Türkiye ‘bunu’ hak etmiyor
22 haziran 2022 yeni şafak
Herhâlde hakimlerimiz, savcılarımız kafalarına göre takılmıyorlardır...
Ancak Türkiye ile ilgili ‘adalet’ ve ‘hukukun üstünlüğü’ konusunda ülkemizde ve yurt dışında son derece olumsuz bir kanı var. Bu, ülke içinde, vatandaşlar arasında bir ‘güven krizi’ olarak tezahür ediyor.
Dilan Polat’ın serbest bırakılmasının, Ali Koç’u iterek yere düşüren ve futbol camiasında büyük infiale neden olan Göztepesporlu görevlinin ev hapsine alınmasının mutlaka hukuki, yasalarla uyumlu bir açıklaması vardır...
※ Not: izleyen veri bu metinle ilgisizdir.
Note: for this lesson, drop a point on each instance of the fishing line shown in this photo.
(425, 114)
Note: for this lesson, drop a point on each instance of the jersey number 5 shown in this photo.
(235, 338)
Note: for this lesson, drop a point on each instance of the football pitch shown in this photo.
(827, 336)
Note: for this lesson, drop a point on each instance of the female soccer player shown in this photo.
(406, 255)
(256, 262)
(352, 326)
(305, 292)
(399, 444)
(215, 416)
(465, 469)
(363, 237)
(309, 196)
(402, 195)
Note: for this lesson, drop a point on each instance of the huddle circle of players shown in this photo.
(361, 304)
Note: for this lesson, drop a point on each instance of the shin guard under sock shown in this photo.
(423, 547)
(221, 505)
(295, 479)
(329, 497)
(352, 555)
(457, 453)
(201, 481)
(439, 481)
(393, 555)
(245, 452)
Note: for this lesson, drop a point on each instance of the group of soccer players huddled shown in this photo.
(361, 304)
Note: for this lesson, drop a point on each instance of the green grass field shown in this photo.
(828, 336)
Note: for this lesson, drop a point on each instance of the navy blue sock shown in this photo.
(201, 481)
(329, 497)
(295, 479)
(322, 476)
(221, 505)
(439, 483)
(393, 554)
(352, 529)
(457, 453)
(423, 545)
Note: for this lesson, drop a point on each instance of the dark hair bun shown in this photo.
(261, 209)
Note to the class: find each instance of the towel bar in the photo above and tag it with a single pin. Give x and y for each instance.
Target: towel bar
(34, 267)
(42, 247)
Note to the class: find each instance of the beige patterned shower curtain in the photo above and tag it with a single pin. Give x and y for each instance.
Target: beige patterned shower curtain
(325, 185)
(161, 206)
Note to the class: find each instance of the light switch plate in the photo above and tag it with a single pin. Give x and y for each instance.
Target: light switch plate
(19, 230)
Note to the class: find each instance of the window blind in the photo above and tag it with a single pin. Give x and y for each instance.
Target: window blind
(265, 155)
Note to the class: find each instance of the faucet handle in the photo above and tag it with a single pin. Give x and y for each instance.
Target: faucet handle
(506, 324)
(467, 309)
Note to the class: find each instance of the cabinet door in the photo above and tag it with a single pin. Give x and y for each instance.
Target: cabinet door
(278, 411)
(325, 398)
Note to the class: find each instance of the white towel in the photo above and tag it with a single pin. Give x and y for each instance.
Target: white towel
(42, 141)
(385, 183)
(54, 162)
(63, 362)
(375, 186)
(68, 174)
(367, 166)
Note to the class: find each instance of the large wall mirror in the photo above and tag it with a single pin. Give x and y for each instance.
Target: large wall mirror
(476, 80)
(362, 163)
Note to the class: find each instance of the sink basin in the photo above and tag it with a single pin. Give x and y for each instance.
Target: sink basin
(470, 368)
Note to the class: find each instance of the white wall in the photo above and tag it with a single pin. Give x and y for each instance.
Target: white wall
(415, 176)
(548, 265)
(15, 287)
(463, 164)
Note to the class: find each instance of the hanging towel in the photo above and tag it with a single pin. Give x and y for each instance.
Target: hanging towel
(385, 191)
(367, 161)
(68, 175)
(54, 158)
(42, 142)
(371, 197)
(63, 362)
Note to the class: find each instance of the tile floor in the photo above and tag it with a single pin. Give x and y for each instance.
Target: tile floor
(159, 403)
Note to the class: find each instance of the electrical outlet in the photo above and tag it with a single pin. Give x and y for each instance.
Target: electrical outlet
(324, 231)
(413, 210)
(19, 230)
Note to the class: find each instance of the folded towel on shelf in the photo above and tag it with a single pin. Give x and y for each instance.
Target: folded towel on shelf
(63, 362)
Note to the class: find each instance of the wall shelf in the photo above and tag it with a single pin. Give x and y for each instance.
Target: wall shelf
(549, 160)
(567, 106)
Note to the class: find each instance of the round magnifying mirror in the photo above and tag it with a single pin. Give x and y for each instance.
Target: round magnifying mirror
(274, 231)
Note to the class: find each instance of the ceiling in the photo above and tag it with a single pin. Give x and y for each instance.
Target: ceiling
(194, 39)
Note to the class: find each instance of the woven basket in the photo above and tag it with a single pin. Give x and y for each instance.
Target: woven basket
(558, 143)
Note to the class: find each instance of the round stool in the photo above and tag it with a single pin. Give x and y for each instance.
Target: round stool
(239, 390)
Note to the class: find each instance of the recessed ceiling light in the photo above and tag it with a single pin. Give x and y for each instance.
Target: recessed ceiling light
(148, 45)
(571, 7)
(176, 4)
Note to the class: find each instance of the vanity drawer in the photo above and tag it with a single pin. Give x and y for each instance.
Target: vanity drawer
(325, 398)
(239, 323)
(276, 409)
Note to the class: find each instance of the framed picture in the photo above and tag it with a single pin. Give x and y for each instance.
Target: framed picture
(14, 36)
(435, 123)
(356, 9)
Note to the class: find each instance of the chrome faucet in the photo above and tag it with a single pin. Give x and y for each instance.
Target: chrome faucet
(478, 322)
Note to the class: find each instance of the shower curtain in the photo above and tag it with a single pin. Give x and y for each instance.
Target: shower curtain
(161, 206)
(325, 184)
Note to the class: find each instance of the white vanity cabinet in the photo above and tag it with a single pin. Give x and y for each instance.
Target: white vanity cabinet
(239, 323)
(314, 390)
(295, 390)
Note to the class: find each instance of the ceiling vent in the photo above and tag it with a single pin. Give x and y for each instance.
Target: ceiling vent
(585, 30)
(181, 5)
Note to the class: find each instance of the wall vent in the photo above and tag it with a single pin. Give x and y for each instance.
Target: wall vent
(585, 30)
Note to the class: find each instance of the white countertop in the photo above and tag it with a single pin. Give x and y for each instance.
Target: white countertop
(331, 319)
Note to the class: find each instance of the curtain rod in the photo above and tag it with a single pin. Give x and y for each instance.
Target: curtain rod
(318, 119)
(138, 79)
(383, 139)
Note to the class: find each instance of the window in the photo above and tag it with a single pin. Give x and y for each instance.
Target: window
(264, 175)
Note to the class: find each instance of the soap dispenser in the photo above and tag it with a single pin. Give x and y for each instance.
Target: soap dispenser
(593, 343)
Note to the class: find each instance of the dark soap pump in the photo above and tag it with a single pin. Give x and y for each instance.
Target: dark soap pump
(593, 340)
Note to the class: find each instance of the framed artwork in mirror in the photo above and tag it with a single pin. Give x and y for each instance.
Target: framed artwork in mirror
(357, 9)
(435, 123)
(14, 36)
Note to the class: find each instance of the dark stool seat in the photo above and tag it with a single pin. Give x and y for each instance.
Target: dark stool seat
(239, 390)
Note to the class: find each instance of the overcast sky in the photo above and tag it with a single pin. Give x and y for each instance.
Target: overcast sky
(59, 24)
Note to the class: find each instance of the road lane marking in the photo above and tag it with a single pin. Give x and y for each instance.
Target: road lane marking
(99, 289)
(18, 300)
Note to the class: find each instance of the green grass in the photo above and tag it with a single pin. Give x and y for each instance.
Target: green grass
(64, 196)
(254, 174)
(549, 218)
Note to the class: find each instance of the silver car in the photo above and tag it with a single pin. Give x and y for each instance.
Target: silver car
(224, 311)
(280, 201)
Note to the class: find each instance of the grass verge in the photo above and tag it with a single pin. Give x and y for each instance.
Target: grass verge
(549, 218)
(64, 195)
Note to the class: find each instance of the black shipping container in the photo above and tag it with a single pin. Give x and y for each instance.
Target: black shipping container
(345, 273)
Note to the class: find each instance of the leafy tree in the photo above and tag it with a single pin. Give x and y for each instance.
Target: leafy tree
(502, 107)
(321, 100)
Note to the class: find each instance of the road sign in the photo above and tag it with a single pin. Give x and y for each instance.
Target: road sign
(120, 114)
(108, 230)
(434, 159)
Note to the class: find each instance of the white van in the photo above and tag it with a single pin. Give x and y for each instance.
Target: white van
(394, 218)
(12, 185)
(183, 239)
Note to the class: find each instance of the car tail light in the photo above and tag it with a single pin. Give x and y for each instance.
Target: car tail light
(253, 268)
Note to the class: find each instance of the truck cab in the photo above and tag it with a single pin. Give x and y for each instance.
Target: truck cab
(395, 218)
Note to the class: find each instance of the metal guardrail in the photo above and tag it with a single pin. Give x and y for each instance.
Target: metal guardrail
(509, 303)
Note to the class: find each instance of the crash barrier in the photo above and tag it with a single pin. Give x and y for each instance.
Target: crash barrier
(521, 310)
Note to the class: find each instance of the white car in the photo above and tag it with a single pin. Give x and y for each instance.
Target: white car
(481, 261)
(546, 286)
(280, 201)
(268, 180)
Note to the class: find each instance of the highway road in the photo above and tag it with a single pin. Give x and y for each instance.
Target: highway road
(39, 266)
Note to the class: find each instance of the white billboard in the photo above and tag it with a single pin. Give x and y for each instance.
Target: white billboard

Öte yandan bunun gibi ikircikli sayılabilecek izahata muhtaç, toplum vicdanında olumsuz algılanan pek çok yasal uygulamadan söz edilebilir... Söz konusu durumun ortadan kaldırılmasının ise tek bir yolu vardır: Adalet sisteminin; iletişimini, ülke düzeyinde ve uluslararası çapta, layıkıyla yönetebilmesi... Bunun gerçekleştiğinden söz etmek mümkün müdür?
Hayır!
Adalet Bakanımız, kamuoyunda hareketlenmeye neden olan uygulamaların yasalar doğrultusunda yürütüldüğünü anlatmaktadır, doğru. Peki, bunu kanun maddelerini sıralayarak yapmak gerekli midir? Evet... Yeterli midir? Asla!..
Şimdi ülkemizin adalet konusundaki algılanmasına bir göz atalım...
Uluslararası Demokrasi ve Seçim Yardımı Enstitüsü’nün (International IDEA) 2023 “Demokrasinin Küresel Durumu” raporuna göre; Türkiye, 173 ülke içinde hukukun üstünlüğü alanında 148. sırada yer alıyormuş.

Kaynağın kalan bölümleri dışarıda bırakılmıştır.